I believe mortgage rates are more likely to go up a bit more than down in the next few weeks. But the next seven days could go either way. And you should expect a lot of sharp up and down movements for some time.

Mortgage and refinance rates usually move in tandem. And the evil of Art adverse market refinancing fee the past year has largely bridged the gap that grew between them.

How the mortgage interest rate is determined

Mortgage rates and refinancing rates are usually determined by prices in the secondary market (similar to the stock or bond markets) where mortgage-backed securities are traded.

And it depends a lot on the economy. Therefore, mortgage rates tend to be high when things are going well and low when the economy is in trouble.

Your part

But you play a big role in determining your own mortgage rate in five ways. And you can make a big difference:

  1. Shop around for the best mortgage rate—these vary widely from lender to lender
  2. Improving your credit score — Even a small bump can make a big difference to your rate and payments
  3. Save the Biggest Down Payment You Can – Lenders love you to have real skin in the game
  4. Keep your other debt modest — The smaller your other monthly obligations, the bigger your mortgage you can afford
  5. Choose your mortgage carefully — are you better off with a conventional, conforming, FHA, VA, USDA, subprime, or other loan?

The time it takes to get those ducks in a row can result in you getting lower bids.

Remember, it’s not just a mortgage rate

Don’t forget to factor in all of your future home ownership costs when you’re figuring out how much of a mortgage you can afford. So focus on your “PITI”. This is yours Principal (pays back the amount you borrowed), iinterest (loan value), (property) Taxes, and (homeowners) iinsurance Ours mortgage calculator can help with that.

Depending on the type of mortgage and the amount of your down payment, you may also have to pay mortgage insurance. And it can easily be three figures every month.

But there are other possible costs. Therefore, you will have to pay your home owner association dues if you choose to live somewhere with a HOA. And wherever you live, you should expect the cost of repairs and maintenance. No landlord to call when things go wrong!

Finally, closing costs will be hard to forget. You can see these reflected in the annual percentage rate (APR) that lenders will show you. Because it actually spreads them over the life of the loan, making it higher than your mortgage rate.

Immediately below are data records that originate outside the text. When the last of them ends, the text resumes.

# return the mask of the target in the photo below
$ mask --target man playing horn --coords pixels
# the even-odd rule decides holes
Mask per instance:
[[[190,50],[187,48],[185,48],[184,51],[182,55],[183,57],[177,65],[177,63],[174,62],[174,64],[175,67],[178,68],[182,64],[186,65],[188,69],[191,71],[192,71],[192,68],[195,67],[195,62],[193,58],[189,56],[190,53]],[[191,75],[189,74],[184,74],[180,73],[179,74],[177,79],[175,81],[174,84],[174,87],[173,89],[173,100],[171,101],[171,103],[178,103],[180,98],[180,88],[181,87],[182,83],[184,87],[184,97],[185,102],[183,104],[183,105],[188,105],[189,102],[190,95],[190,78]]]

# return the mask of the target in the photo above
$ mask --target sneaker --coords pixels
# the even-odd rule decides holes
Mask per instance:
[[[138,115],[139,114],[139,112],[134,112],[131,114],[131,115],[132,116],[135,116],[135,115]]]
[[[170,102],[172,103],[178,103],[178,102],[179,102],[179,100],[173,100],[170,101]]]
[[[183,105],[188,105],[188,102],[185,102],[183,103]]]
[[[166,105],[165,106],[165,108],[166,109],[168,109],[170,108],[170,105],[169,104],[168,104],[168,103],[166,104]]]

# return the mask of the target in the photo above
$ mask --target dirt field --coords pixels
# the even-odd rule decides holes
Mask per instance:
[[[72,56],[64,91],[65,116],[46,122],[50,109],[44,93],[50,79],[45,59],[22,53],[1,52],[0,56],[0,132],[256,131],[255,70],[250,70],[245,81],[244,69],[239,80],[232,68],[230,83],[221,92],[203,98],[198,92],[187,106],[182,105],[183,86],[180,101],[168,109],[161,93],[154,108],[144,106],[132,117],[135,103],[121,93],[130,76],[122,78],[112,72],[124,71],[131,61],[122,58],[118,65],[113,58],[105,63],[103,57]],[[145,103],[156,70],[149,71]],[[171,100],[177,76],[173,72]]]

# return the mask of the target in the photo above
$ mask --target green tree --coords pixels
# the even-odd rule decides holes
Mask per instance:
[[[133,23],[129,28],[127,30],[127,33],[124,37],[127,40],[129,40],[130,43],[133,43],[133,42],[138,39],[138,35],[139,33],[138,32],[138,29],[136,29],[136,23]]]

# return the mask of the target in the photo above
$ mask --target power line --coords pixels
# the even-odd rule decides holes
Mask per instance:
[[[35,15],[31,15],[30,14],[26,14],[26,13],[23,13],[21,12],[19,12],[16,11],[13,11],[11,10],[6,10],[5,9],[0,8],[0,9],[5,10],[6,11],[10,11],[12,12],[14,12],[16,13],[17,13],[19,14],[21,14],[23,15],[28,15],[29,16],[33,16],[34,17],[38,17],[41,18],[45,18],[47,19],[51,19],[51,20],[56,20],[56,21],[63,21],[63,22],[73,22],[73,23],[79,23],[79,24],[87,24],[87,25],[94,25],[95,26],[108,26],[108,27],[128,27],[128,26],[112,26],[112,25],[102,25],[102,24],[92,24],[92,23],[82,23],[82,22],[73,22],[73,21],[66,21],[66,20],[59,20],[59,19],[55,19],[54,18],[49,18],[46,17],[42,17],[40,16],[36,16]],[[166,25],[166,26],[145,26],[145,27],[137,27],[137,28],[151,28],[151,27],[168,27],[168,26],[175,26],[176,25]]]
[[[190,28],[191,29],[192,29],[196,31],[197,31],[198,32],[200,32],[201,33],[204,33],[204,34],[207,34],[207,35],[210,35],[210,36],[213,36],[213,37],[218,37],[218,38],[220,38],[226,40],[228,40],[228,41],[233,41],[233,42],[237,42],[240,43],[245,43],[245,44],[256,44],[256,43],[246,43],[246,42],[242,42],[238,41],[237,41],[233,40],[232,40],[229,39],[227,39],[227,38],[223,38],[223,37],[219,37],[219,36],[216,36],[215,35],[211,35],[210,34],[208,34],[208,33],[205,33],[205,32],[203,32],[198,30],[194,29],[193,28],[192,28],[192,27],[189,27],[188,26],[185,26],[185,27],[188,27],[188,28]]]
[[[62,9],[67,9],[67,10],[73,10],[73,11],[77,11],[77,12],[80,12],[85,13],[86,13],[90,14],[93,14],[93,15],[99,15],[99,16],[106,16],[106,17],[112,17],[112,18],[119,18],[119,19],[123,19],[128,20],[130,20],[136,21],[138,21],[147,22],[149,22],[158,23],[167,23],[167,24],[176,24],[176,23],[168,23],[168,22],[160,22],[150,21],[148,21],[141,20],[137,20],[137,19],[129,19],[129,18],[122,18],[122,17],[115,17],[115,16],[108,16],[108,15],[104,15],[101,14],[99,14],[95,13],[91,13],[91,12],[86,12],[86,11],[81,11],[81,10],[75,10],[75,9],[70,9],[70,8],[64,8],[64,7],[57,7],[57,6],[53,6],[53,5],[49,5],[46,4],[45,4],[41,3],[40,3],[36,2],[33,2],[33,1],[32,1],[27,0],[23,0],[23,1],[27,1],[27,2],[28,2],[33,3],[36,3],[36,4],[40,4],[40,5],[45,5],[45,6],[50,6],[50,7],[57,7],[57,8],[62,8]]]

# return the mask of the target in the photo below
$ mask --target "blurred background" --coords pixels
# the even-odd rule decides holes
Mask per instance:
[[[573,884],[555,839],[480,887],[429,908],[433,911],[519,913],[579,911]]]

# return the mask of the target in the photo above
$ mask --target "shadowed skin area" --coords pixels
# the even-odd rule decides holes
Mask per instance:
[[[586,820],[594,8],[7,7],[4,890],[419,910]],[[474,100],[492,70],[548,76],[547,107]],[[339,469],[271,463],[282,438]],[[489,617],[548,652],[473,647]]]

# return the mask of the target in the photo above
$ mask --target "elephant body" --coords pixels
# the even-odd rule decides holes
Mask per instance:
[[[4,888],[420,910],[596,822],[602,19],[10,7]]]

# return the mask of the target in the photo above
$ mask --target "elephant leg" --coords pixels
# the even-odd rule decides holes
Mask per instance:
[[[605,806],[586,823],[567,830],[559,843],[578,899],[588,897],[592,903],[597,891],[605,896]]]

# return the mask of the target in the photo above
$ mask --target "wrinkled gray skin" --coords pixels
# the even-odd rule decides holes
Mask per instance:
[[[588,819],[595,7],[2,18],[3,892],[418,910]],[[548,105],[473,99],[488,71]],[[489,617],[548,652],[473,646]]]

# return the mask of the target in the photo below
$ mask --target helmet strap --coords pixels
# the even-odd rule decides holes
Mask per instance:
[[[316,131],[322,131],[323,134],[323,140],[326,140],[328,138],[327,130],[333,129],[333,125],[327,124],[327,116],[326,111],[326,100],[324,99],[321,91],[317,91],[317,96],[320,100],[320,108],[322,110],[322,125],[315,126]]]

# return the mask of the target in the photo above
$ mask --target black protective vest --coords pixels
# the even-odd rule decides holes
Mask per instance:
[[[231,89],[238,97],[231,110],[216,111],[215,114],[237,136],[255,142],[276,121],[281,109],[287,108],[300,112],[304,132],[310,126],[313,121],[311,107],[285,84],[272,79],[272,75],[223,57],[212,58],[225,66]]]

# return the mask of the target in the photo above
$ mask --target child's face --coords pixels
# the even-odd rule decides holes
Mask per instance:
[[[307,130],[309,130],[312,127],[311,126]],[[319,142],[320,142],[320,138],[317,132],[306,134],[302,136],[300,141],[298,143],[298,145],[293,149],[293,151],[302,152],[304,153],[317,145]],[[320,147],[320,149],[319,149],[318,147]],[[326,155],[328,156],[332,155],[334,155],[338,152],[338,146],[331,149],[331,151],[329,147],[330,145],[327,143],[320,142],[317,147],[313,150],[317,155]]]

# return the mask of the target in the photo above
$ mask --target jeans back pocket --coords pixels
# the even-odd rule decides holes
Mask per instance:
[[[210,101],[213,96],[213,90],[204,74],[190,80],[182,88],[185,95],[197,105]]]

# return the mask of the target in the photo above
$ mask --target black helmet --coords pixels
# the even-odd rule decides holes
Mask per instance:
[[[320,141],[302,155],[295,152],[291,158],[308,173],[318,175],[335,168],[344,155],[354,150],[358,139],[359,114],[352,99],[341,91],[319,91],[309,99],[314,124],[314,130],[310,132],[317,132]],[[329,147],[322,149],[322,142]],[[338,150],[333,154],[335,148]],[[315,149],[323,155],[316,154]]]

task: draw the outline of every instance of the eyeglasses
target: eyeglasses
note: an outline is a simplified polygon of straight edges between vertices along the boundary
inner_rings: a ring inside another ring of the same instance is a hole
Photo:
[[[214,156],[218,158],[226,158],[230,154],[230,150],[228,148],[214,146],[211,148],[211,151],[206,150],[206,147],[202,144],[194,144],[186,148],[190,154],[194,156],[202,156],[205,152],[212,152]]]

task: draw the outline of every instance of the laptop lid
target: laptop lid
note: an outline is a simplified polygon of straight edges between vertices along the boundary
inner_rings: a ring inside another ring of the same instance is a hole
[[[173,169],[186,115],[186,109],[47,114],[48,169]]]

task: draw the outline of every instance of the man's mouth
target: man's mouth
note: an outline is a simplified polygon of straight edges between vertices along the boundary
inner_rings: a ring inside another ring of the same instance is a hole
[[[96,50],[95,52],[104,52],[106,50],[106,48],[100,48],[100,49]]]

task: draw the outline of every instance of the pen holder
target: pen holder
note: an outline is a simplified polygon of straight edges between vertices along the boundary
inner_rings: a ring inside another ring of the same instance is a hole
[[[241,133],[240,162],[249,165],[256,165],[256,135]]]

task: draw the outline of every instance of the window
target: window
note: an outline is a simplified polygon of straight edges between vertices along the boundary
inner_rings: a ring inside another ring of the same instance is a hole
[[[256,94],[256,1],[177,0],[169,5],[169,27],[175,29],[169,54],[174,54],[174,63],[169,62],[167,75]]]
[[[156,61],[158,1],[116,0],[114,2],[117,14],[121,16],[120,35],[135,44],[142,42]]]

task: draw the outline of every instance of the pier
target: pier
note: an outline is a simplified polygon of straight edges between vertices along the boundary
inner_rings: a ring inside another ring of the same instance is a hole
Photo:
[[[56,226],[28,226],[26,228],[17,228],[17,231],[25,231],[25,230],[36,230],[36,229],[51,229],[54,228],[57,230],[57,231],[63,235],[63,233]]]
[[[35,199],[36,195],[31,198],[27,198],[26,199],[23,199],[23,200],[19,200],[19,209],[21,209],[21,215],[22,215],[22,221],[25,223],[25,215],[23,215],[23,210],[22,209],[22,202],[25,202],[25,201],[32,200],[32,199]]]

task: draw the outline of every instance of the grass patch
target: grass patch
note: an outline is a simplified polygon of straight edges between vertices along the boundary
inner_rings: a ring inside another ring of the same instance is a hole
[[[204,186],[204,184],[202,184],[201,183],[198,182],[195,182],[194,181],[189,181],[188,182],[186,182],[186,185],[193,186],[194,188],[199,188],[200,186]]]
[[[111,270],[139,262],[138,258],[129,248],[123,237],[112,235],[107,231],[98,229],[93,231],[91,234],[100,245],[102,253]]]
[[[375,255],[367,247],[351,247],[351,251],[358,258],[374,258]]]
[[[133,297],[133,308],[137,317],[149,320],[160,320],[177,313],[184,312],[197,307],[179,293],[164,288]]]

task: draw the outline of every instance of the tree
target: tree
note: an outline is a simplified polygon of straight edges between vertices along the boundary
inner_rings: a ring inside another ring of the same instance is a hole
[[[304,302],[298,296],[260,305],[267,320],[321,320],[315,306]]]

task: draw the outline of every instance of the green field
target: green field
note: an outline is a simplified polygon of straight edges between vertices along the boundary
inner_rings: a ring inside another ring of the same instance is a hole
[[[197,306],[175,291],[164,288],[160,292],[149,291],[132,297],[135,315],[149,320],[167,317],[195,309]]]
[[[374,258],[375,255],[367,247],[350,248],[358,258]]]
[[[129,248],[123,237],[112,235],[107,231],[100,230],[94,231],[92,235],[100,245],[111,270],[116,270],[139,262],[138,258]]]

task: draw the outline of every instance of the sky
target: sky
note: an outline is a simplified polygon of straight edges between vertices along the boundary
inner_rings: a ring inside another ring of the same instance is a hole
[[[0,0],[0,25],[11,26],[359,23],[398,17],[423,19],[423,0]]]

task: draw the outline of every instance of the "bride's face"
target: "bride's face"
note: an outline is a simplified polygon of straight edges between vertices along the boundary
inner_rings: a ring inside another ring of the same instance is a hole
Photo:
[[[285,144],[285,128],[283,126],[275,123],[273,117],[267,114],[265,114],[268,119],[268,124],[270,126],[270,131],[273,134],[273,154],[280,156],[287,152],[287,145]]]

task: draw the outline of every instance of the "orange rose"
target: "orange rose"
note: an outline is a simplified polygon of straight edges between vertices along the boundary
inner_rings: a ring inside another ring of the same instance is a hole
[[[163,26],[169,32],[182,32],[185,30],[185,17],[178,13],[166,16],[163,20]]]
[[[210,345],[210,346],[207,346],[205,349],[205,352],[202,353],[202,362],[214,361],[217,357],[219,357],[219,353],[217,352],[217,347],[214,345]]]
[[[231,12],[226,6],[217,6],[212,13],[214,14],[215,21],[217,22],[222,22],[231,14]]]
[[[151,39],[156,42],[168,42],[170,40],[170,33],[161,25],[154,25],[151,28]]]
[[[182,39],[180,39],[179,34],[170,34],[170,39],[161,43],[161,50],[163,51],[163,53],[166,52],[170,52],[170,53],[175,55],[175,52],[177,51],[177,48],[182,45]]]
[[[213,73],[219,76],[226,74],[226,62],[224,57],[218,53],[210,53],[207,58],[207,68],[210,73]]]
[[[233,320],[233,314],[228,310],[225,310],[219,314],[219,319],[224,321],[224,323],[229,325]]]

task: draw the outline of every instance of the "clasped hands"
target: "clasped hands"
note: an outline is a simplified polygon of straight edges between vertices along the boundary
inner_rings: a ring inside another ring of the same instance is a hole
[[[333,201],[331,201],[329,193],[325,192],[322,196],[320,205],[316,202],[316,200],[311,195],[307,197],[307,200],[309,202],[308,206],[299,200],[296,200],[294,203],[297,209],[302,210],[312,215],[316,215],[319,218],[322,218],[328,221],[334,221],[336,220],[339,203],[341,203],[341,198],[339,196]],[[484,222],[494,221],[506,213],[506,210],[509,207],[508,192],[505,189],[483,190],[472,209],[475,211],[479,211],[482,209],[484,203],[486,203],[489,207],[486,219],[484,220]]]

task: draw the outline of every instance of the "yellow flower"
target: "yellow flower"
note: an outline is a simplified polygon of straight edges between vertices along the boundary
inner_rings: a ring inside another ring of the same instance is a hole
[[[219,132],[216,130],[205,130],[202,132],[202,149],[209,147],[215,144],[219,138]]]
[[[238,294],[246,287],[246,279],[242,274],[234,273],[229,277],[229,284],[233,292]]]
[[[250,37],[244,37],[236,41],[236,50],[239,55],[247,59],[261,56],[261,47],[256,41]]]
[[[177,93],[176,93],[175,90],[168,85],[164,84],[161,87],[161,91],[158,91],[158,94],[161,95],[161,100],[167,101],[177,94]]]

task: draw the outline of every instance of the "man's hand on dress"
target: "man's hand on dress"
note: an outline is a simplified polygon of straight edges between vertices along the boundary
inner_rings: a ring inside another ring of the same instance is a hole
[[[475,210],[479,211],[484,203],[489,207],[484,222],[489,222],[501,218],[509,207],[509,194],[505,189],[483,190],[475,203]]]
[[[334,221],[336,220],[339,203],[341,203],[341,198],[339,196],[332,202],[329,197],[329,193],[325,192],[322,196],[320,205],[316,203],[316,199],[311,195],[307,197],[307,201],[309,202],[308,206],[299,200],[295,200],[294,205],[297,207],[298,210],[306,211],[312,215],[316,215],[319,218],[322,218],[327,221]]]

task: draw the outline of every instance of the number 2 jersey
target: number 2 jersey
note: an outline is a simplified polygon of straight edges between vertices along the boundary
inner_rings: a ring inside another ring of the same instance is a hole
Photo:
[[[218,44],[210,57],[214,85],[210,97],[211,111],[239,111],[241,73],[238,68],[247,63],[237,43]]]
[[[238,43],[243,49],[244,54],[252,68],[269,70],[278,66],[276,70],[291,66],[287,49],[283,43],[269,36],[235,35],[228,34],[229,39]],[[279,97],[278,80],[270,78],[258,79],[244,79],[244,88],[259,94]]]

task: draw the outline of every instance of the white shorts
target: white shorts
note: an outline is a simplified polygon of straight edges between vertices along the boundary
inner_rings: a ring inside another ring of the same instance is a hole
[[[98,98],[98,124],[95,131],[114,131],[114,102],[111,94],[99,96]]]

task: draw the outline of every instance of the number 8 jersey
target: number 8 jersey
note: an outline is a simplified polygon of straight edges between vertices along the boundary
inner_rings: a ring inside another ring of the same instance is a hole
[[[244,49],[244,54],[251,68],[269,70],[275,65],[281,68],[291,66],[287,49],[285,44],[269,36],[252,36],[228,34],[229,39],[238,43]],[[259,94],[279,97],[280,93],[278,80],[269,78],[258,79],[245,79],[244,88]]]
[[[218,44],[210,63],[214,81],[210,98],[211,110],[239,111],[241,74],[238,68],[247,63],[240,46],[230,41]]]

But you can get help with closing costs and your down payment, especially if you are a first time buyer. Read:

Down payment assistance programs in every state for 2021

Mortgage rate methodology

Mortgage Reports receives rates based on selected criteria from several credit partners every day. We get the average rate and annual percentage rate for each type of loan to display in our chart. Because we average a set of bids, this gives you a better idea of ​​what you can find in the market. In addition, we average the rates for the same types of loans. For example, FHA fixed with FHA fixed. The result is a good snapshot of daily rates and their changes over time.

The information contained on The Mortgage Reports website is for informational purposes only and is not an advertisement for any products offered by Full Beaker. The views and opinions expressed herein are those of the author and do not reflect the policies or positions of Full Beaker, its officers, parent company or affiliates.